In other words, you need to know the purpose of your persuasive essay.
Also, think of a strong hook for readers to understand why they should care.
In body paragraphs, support your thesis with evidence from credible resources.
Leave one paragraph for counterargument: what your opponents have to say on the issue and why you still disagree.
Use logical arguments and research to convince readers.
Additionally, any of these topics could be applied to a persuasive speech project as well.
A persuasive essay is a type of academic writing where you use logic and arguments to convince readers of your point of view, using solid evidence such as research, stating facts, examples, and quotes from experts.
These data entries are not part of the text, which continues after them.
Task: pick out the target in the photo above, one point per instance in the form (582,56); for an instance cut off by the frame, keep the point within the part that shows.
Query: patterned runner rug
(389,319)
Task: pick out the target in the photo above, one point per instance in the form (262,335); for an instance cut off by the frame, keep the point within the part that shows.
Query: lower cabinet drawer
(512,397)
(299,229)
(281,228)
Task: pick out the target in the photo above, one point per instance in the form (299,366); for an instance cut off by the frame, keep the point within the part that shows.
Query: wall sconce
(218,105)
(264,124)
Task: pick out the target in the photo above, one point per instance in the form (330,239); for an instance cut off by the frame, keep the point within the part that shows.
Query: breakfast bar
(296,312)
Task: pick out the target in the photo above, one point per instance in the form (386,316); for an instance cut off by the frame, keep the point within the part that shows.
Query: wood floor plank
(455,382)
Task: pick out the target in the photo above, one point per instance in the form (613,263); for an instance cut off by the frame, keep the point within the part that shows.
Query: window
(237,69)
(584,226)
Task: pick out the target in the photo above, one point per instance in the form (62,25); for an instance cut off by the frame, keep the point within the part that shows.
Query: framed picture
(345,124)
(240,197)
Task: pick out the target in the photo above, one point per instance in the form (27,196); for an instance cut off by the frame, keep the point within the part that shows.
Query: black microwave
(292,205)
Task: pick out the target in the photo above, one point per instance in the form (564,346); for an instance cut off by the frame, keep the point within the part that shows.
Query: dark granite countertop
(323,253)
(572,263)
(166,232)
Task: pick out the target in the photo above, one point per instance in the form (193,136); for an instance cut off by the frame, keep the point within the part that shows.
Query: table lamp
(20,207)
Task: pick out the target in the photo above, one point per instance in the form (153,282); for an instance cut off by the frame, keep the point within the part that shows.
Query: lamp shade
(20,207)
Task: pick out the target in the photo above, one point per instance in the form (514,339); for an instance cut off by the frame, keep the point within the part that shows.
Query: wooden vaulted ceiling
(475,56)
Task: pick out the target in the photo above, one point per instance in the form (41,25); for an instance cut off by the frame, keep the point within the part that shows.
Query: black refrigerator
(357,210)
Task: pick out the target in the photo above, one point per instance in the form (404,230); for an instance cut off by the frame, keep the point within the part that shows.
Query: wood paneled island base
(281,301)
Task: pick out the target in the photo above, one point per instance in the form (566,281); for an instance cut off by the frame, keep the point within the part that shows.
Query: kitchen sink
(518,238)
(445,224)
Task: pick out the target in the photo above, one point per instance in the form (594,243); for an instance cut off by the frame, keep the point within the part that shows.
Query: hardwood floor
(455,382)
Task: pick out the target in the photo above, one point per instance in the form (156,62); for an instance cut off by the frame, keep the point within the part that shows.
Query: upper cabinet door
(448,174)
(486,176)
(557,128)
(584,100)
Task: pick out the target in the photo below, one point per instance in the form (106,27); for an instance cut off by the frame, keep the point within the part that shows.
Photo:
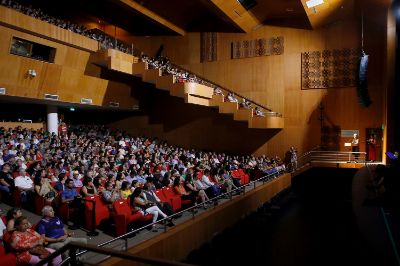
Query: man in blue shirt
(53,231)
(71,197)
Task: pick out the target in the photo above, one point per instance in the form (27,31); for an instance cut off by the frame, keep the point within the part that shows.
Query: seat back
(122,207)
(101,211)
Here you’ll find the ultimate guide on writing persuasive essays, including the tips on choosing a topic, outlining your essay, structuring it step by step, representing strong arguments to convince readers of your position, and examples/additional resources to check for better essay writing. A persuasive essay is one in which you use logic and arguments to convince readers of your point of view.
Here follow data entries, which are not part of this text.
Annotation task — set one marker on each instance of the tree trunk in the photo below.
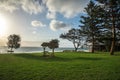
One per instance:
(52, 53)
(11, 50)
(76, 49)
(44, 51)
(113, 34)
(92, 45)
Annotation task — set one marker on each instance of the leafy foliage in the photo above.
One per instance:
(73, 35)
(13, 41)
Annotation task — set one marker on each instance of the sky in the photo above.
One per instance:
(38, 21)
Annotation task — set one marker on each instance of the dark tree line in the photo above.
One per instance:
(52, 45)
(99, 25)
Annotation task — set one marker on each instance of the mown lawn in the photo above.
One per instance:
(65, 66)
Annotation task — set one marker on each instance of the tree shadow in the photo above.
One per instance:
(55, 58)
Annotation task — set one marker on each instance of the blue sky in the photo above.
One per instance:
(37, 21)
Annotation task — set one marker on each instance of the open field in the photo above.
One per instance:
(65, 66)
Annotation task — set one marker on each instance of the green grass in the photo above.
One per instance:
(65, 66)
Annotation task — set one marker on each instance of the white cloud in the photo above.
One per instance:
(51, 15)
(8, 5)
(58, 25)
(69, 8)
(36, 23)
(30, 6)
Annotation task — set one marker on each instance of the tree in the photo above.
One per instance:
(13, 42)
(44, 45)
(112, 8)
(91, 27)
(73, 35)
(53, 44)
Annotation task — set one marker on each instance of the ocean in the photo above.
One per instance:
(37, 49)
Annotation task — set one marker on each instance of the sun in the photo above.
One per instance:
(3, 25)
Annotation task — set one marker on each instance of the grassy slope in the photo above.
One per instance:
(65, 66)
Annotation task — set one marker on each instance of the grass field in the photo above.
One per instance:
(65, 66)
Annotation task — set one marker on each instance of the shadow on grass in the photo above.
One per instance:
(41, 58)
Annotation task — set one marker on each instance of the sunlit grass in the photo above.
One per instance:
(65, 66)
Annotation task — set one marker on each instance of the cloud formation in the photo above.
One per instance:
(36, 23)
(68, 8)
(58, 25)
(29, 6)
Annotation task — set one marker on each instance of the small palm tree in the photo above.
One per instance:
(13, 42)
(44, 45)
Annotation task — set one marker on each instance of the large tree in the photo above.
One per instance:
(44, 45)
(13, 42)
(73, 35)
(53, 44)
(91, 26)
(112, 19)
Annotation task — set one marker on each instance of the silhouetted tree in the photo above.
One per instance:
(44, 45)
(73, 35)
(91, 27)
(53, 44)
(112, 19)
(13, 42)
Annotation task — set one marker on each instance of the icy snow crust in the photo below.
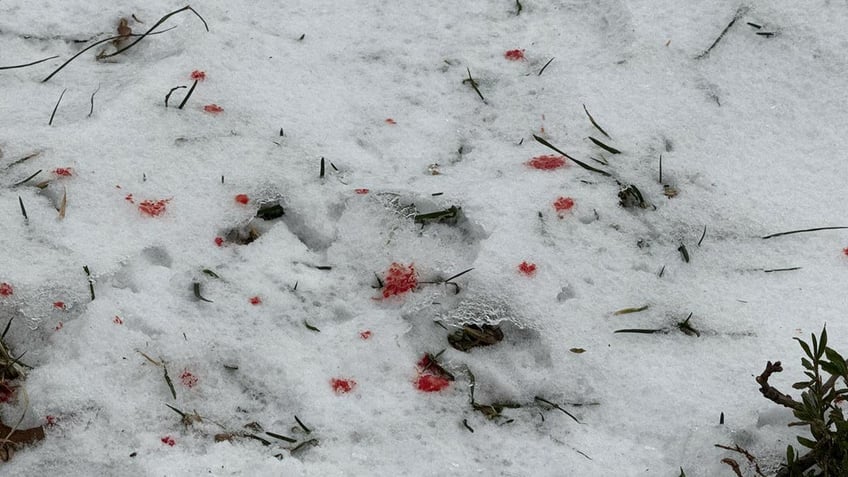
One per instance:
(752, 138)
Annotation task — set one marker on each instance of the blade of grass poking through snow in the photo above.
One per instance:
(683, 253)
(91, 111)
(594, 123)
(581, 164)
(281, 437)
(90, 281)
(27, 179)
(198, 295)
(168, 380)
(64, 204)
(803, 231)
(161, 20)
(55, 108)
(546, 65)
(100, 42)
(625, 311)
(23, 209)
(302, 425)
(27, 64)
(168, 96)
(660, 168)
(739, 12)
(687, 329)
(188, 95)
(310, 442)
(603, 146)
(473, 84)
(556, 406)
(6, 329)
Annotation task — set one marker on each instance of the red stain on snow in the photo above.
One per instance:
(342, 386)
(547, 162)
(5, 289)
(152, 208)
(399, 279)
(188, 379)
(432, 377)
(528, 269)
(514, 55)
(563, 203)
(429, 383)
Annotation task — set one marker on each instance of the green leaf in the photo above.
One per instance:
(806, 442)
(822, 342)
(806, 363)
(804, 346)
Here goes the list of persuasive essay topics for you to consider (first appeared at Make sure to choose a persuasive essay topic that inspires but also gives you materials to research.
If you can’t find any strong arguments to support your statement, your persuasive essay will hardly get an A.
And finally, write a conclusion restating your thesis and providing a reader with food for thought.
In the introduction, describe the problem and state the point you’re trying to make.